How many employees do you have?

We had eight during the rush. We have five now; most are part-time. My husband works full time at State Farm, but helps out when we need a handyman.

Did you bring in merchandise that the previous owners did not stock?

Yes, we expanded our children’s book category. Hundreds of books came in. I was a little worried about selling them all, but parents and grandparents love them. I was surprised by the high number of grandparents who like to shop here, and it’s good to see that books are still a thing.

What’s your next step?

Now that August is over and teachers have purchased their bulletin-board sets, decorations, and curriculum items, we’re looking to expand our toy section for the holidays.

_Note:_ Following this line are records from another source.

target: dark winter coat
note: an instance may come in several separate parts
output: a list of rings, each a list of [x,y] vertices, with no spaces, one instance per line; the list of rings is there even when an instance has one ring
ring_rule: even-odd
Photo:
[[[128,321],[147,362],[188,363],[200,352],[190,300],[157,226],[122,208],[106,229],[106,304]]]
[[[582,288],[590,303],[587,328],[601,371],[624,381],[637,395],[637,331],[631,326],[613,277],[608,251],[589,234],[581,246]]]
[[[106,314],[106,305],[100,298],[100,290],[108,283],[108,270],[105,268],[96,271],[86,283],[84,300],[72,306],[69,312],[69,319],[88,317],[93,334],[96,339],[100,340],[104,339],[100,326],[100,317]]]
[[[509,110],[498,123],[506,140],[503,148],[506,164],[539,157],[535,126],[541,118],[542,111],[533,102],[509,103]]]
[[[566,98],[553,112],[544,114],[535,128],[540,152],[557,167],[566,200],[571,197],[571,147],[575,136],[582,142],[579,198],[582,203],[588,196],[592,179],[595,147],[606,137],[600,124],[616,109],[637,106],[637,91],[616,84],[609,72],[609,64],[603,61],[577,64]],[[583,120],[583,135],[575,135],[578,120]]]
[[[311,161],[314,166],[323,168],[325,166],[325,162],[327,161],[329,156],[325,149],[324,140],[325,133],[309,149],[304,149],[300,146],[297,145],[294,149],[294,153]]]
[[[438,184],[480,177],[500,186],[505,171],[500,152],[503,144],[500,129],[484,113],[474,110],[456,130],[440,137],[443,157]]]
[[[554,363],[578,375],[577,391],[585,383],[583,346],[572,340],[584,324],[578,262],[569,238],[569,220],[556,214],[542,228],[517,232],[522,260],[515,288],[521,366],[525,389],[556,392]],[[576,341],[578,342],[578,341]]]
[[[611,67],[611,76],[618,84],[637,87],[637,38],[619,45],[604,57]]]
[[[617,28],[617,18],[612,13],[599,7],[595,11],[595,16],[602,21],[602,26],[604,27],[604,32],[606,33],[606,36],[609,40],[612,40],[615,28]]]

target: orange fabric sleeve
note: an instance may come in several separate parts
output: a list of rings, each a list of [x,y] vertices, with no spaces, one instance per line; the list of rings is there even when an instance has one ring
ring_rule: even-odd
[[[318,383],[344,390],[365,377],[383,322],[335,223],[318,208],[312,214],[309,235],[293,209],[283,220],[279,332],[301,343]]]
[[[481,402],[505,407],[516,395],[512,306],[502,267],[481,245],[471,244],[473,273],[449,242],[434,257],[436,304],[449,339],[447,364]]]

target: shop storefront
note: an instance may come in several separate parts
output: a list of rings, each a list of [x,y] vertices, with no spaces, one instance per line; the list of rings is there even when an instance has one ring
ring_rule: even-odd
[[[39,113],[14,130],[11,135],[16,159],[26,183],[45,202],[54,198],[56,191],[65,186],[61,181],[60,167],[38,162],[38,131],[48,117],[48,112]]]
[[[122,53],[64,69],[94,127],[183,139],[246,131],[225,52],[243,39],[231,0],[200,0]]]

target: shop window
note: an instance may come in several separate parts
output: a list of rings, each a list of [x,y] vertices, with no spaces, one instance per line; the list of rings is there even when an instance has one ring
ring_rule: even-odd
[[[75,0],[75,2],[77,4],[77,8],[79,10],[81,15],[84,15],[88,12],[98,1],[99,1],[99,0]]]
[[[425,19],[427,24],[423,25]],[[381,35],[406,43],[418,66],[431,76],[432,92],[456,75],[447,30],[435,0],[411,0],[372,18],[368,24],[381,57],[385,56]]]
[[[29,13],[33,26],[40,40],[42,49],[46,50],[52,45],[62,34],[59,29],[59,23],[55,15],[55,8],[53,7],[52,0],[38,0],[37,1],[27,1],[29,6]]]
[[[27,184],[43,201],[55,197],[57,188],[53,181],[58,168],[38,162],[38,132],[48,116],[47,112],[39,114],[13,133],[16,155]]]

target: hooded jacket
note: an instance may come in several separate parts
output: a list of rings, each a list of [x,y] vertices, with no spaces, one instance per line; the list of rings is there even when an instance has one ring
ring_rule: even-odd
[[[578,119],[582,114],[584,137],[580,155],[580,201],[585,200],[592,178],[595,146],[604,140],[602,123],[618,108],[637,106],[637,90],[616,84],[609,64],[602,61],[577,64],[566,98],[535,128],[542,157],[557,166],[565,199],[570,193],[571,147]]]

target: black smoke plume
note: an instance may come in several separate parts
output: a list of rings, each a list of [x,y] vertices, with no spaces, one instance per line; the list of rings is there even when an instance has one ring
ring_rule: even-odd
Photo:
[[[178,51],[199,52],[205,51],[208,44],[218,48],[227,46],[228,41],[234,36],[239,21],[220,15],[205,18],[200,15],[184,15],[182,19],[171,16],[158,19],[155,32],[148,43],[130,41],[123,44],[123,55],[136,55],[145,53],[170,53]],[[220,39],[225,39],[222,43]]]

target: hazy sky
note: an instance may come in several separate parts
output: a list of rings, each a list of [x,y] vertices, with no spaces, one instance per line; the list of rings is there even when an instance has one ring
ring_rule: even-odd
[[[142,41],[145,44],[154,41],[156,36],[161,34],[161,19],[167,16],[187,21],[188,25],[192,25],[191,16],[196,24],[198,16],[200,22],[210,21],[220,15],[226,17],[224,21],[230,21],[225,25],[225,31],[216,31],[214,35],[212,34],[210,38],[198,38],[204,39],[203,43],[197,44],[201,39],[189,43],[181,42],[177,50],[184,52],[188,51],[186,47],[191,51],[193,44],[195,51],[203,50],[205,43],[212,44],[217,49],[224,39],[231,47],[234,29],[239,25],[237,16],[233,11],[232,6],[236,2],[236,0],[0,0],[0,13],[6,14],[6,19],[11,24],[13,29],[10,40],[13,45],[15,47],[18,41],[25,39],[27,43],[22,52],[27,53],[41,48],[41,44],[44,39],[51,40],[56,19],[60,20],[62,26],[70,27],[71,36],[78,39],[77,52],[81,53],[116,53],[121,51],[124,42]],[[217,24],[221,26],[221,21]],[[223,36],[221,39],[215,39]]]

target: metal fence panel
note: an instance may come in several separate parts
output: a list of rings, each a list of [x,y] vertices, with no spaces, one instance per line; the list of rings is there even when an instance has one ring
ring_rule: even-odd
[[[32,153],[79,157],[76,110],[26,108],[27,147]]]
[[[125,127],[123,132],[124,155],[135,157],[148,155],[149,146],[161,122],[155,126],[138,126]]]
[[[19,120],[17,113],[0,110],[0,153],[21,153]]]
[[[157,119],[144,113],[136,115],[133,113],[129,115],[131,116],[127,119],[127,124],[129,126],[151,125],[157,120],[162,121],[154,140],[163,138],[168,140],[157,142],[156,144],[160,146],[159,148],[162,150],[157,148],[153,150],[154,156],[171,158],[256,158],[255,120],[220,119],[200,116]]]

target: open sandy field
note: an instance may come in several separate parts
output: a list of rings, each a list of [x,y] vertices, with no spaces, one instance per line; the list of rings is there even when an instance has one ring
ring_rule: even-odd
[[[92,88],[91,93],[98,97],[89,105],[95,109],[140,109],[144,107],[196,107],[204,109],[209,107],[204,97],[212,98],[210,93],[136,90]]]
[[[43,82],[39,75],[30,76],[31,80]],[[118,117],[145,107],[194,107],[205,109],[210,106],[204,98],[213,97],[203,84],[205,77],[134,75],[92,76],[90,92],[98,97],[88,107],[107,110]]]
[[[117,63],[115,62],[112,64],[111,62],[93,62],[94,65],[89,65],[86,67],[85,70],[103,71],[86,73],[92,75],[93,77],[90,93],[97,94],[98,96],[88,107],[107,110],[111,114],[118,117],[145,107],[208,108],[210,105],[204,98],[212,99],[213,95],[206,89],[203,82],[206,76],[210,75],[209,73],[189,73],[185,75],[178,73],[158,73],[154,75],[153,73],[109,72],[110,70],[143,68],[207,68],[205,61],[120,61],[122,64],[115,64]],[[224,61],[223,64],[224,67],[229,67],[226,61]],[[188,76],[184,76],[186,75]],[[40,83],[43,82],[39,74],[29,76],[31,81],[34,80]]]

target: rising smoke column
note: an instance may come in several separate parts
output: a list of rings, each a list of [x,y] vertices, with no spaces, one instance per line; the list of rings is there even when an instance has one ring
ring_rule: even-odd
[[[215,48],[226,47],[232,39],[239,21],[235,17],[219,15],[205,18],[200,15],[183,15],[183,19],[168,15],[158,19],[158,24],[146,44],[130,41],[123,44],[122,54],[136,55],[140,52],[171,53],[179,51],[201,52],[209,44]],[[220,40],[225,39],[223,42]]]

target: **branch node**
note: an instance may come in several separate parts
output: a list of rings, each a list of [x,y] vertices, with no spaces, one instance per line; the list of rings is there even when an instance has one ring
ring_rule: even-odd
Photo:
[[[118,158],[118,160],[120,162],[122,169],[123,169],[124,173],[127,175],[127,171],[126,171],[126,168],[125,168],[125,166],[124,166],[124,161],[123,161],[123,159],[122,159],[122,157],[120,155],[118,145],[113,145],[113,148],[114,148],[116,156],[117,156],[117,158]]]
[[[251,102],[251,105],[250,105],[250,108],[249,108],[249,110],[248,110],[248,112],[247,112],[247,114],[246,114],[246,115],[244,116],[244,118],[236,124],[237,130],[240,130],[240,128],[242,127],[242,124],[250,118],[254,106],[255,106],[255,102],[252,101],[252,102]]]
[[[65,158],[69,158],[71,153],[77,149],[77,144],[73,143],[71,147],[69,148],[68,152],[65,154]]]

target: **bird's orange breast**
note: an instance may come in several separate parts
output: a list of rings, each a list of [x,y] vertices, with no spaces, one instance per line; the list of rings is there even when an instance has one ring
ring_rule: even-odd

I would like to bring in some licensed items; I’m looking for vendors. I’m a member of ASTRA, and went to the show in June. It’s ideal for small business owners.

We’ll also take advantage of the Black Friday tradition, and Small Business Saturday. We’re planning some special promotions and in-store events. It should be fun.

Right now we have a lot of classroom materials: posters, name plates for desks, curriculum charts, rewards, and lots and lots of stickers. We’re in the process of expanding our spiritual section with bulletin boards, Bible verse memory cards and trivia games – those sorts of items. For me, the challenge has been sourcing them, but the community is really grateful we are bringing them in. There aren’t any religious stores in town anymore.

I’m also planning to expand our special-needs category. The School Shop always carried fidgets, some materials on sign language, and sensory items. Those sensory items – Crazy Aaron’s Putty and Slime – are among our bestsellers! But I’d like to bring in more equipment for students with special needs. There are very few stores where parents can shop for products that meet those needs. They have to do a lot of searching online. I’d like to change that, and have them shop here. They can feel it and see how it works, and then take it home with them that day if they want to.

How about an ecommerce site for The School Shop?

Expanding the website is our number-one goal. It’s going to take some time to learn how to do it – we want to do it well. Eventually, we’d like to start selling online. In the short-term, we’d like it to feature more information about the products we carry. We’d also like to have a catalog. I’ve been invited to the Catalog Solutions event in November.

I’ve read that your location is convenient.

Yes. It’s pretty accessible in the middle of town, in a strip mall with good parking. Our retail space is 4,200 square feet, plus a small back room and an office. We would love more storage space!

Towanda Plaza has been here since the late 1950s. It has more than 50 stores, restaurants and service providers, most of them independents. We get a heavy amount of foot traffic thanks to their loyal customers.

I am amazed at the way the community values its neighborhood stores. They buy things here that they could easily buy at Walmart at a lower price, but they want to support us and keep us here.

Do you have local competitors?

The closest teacher store is north, in Peoria. It also carries toys. There is an independent toy store in downtown Bloomington, and there’s also a Toys “R” Us close by. Bloomington-Normal also has the typical big-box stores that carry toys.

So far, what have you liked best about your new job?

We are so appreciative of the support from our community. It helps us know that we did the right thing by keeping The School Shop open.


Customers love to shop in stores that support worthy causes

For the past 15 years, Bloomington has hosted a community-wide fundraiser called Day of the Dozer. The event at the fairgrounds features construction and farming equipment for children to see and experience. Proceeds from ticket sales benefit the “Stay 4” Project, a local initiative that addresses the high-school dropout crisis, and helps low-income students who demonstrate the ability to succeed. The kids/family/education focus made Dozer Day a perfect promotional opportunity for The School Shop this year.

“We were a sponsor, so the name of our business was included with all advertising for it. Charmaine explained. “It’s held on the last Saturday of August, about a week after school starts. We sold tickets for it at the store.” More than 10,000 kids have attended Dozer Day since its inception.